In Short Session, High Profile Bills Can Be A Long Shot

Image
Oregon State Capitol in Salem. | COURTESY OF OREGON LEGISLATURE
February 13, 2020

The dead bills are starting to pile up.

High-profile casualties in in the Senate Committee on Health Care include a bill for state licensing of dental therapists and a proposed ban on flavored vaping products. On the House side, a bill reducing insurance rates for dialysis care is not moving forward.

The dead bills reflect the reality of a short 35-day session and the ability of lobbyists to quickly sow seeds of doubt that morph into an unavoidable thicket of questions with too little time left for answers – at least for this session. Thursday was the deadline for committees on health care to move bills forward to their respective chambers or the joint budget committee.

But the work is just beginning for some of these issues, which likely will return in 2021. For example, a work group will be formed to look at the issue of statewide licensing of dental therapists, with a plan to bring back a bill in 2021. Dental therapists, now part of a pilot program in tribal areas, can take care of basic fillings, preventive care and extractions, with the goal of offering much needed care to more people. The Oregon Dental Association, which represents dentists, lobbied against the bill. It said lawmakers should wait until the pilot project is finished to see the results..

“We just didn’t have the votes,” Sen. Laurie Monnes Anderson, D-Gresham and chair of the Senate Committee on Health Care told The Lund Report Thursday. “It’s a new program and a new way to deliver dental care and so I respect the feelings presented.”

A new idea can take awhile to catch on, she added.

“This is the first time this was proposed,” she said. “Sometimes it takes one, two three sessions to get something through.”

The working group will meet throughout the year and bring back recommendations in September, when lawmakers gather in Salem.
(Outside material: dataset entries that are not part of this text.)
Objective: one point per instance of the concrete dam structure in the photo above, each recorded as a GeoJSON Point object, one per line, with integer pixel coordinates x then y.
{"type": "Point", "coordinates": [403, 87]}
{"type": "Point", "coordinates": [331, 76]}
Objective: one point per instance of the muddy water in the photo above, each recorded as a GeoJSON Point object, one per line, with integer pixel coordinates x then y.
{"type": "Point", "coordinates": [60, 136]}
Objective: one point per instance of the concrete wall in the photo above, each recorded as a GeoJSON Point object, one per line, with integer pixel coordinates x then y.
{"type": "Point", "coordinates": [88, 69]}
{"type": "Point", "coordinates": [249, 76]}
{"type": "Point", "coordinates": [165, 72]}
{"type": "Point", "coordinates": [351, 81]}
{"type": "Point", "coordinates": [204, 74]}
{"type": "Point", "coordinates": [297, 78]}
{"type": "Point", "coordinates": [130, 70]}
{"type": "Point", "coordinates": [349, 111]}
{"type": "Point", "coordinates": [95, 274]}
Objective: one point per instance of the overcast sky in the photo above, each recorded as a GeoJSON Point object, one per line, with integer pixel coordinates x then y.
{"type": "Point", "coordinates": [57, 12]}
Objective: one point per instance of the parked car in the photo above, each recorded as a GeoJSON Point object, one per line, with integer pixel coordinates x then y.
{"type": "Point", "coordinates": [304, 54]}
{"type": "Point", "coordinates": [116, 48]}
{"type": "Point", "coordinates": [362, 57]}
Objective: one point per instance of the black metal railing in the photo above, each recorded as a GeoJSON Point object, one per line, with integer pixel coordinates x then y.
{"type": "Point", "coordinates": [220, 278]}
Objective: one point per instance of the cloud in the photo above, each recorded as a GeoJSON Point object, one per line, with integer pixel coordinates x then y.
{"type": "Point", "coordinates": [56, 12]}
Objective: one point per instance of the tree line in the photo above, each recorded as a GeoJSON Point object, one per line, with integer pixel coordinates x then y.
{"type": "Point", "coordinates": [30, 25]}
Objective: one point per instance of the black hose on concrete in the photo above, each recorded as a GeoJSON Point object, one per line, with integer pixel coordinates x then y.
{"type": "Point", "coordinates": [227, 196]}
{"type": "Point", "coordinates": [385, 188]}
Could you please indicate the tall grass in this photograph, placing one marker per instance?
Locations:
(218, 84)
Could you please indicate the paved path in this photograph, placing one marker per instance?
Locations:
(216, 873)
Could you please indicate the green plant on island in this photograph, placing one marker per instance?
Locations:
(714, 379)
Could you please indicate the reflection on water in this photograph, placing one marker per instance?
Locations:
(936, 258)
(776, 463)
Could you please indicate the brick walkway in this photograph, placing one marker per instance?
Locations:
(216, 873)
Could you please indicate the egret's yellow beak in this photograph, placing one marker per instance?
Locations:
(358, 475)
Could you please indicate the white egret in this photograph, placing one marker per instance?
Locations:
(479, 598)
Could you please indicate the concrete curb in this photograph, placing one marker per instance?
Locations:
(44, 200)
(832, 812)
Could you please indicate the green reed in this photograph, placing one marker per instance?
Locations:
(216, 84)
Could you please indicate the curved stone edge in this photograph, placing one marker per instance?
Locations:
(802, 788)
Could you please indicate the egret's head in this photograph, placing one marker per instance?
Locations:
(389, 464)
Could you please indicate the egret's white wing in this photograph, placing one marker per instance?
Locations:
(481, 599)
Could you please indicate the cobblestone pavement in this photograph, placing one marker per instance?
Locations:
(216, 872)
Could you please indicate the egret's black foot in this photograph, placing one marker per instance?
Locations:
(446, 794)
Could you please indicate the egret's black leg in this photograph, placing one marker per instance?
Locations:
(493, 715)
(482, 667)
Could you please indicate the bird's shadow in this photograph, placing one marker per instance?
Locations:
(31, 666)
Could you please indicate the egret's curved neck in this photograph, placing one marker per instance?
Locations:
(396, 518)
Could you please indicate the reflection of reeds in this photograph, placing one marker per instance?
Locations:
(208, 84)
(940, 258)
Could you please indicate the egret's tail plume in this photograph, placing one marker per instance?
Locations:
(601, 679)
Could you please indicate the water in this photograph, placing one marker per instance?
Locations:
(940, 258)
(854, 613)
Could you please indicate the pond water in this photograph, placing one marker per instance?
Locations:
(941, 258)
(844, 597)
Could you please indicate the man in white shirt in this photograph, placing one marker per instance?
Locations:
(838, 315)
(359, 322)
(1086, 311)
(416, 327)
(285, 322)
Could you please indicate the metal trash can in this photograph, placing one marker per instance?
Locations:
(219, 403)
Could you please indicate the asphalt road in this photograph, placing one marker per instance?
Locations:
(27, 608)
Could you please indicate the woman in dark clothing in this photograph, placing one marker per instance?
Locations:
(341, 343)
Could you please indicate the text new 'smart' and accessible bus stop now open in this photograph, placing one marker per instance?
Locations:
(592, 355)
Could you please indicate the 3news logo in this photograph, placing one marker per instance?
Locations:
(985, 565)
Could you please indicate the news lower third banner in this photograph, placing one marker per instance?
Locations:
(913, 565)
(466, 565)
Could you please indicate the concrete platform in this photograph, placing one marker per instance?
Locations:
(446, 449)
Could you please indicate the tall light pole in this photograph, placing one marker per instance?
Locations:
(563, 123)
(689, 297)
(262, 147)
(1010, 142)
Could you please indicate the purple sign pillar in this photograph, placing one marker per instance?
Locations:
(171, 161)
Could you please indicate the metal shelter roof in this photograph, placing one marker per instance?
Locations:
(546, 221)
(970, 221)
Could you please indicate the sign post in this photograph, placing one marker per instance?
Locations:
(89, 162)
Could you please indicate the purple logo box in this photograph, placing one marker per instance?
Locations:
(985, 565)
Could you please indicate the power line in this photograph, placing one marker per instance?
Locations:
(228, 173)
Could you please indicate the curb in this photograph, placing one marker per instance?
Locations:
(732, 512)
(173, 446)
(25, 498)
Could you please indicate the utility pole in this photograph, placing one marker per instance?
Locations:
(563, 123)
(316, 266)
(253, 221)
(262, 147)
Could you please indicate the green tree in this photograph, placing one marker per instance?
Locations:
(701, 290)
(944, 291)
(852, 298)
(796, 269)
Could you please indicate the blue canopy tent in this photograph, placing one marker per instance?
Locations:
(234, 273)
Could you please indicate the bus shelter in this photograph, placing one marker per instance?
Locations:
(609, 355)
Supporters look forward to that work and passing a bill that gives more Oregonians access to dental care, said Miranda Davis, director of the Native Dental Therapy Initiative for the Northwest Portland Area Indian Health Board.

Monnes Anderson proposed the ban on flavored vaping products. That’s now been replaced with a proposal for state licensure and regulation of vaping shops, with civil penalties of up to $5,000 for violations and oversight from the Oregon Health Authority.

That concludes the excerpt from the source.